This is Lyon which I've been to several times now. I've sat on the front row which is nice but I've also sat in one of the side balcony seats. If you look carefully you will see that in the first 'box' there are three single seats facing inwards and then in the other 'boxes' there are single seats facing towards the stage. I've sat in one of these single 'facing the stage' seats in the 1st balcony and it was superb.


----------



## papsrus (Oct 7, 2014)

perempe said:


> which opera house?


Sarasota Opera House.

You can kind of get a sense of how close the balcony is from the photo below:


----------



## perempe (Feb 27, 2014)

I've been there a couple of years ago, but did not attend an opera.

Opera houses should be built this way (wider rows, not more rows). Our National Theatre (Budapest) is similar. I've been to a concert in the House of Arts in Miskolc, which is similar to this one. I liked it very much. (I bought ticket to the balcony, but wasn't far from the orchestra.)


----------



## sospiro (Apr 3, 2010)

papsrus said:


> Sarasota Opera House.
> 
> You can kind of get a sense of how close the balcony is from the photo below:
> 
> View attachment 65085


Nice! I'd love to go there one day.


----------



## perempe (Feb 27, 2014)

bit off:

go for the beaches, sospiro.
Siesta Beach (Siesta Key, FL)
Lido Beach
Coquina Beach (Manatee, north from Longboat Pass)

visit the Marie Selby Botanical Gardens. you can hear an excellent singer in church (Natasha Milhouse).


----------



## papsrus (Oct 7, 2014)

Not to sound too promotional, but if one were to visit for a couple of weeks in late March through early April, you might be able to swing an itinerary where you catch the tail end of the opera season _and_ the start of the La Musica chamber music festival, which also uses the opera house as its main venue.

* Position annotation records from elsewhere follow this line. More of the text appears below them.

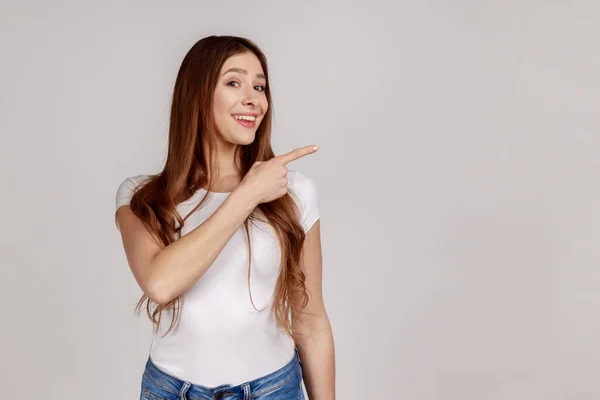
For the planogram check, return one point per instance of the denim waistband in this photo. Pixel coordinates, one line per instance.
(255, 387)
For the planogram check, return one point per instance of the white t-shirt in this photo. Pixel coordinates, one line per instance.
(220, 338)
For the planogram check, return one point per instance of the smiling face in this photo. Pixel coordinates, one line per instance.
(240, 102)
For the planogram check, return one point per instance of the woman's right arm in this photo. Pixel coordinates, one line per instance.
(163, 273)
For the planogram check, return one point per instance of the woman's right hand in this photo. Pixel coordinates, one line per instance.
(267, 180)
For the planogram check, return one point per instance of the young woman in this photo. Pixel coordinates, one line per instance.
(225, 243)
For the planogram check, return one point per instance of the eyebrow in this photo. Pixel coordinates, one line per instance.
(243, 71)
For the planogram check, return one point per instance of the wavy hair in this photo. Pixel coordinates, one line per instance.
(191, 165)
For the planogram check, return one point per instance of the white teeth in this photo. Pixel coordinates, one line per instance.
(245, 117)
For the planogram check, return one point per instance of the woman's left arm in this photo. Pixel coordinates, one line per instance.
(312, 331)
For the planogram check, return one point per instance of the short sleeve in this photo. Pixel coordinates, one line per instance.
(126, 190)
(306, 191)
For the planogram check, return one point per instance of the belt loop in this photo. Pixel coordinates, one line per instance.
(184, 389)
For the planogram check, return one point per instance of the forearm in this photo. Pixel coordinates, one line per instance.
(179, 265)
(317, 354)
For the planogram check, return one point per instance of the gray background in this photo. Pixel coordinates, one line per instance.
(458, 181)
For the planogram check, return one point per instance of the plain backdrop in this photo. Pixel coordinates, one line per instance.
(458, 181)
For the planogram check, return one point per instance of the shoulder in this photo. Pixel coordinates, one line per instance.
(127, 188)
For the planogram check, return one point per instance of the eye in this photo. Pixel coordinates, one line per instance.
(262, 88)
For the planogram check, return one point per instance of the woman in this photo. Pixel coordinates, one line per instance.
(225, 243)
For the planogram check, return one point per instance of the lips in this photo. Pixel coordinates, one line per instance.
(244, 123)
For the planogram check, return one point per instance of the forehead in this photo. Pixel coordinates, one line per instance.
(247, 61)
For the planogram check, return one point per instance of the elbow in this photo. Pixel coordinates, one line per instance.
(156, 293)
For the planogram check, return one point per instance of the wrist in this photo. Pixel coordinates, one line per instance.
(244, 198)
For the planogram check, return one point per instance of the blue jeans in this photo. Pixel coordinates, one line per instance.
(283, 384)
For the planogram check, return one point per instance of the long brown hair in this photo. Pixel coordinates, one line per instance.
(190, 165)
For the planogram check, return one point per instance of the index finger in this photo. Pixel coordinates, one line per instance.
(296, 154)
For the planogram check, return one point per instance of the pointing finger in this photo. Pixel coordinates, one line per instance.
(296, 154)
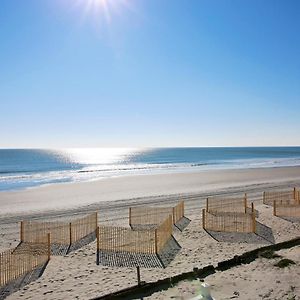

Also, the winter seasonal residents are for the most part packing to leave or gone by then, so it's a little less crowded in restaurants, beaches, etc. And the gulf waters are beginning to warm a little (low 70F, although I don't go in the water until it hits about 80F -- late May or June).


----------



## perempe (Feb 27, 2014)

I prefer at least 72F to swim in the oxbow lake of Tisza at Tiszafüred. (There's a beach there.)
I swam once in a 66F water. but it's way offtopic, sorry.


----------



## Cavaradossi (Aug 2, 2012)

Depends on the venue, but for me, orchestra (stalls) front and center is ideal but not always economically feasible. In the world of financial reality I'll take proximity to the stage (main floor, close-in, far left or right) over unobstructed views of the entire stage from more distant seats. A close-in box seat in the "horseshoe" can be great too. When choosing seats in a new venue, I kind of enjoy the challenge of scoping out the seating chart and price ranges and trying to figure which seats are the best value.


----------



## Couac Addict (Oct 16, 2013)

Front row of the balcony unless I'm at the Bastille. Over there, the sound struggles beyond row 20 of the the parterre.


----------



## perempe (Feb 27, 2014)

stalls, but I can not afford it. some sets just don't work from the dress circle level.
I usually go with the cheapest seats available (2€). at Erkel Theatre I buy seats usually to gallery side box no. 3.

at concerts in Miskolc I usually buy tickets to the front rows in front of the 1st violins. once I bought to front of altos, but didn't enjoy it as much.

if I have a bad seat, I often find myself playing 2048, so you need a good seat to keep you interested.


----------



## Cesare Impalatore (Apr 16, 2015)

I like to sit in the _loggione_, among the poorest and most cultured people.


----------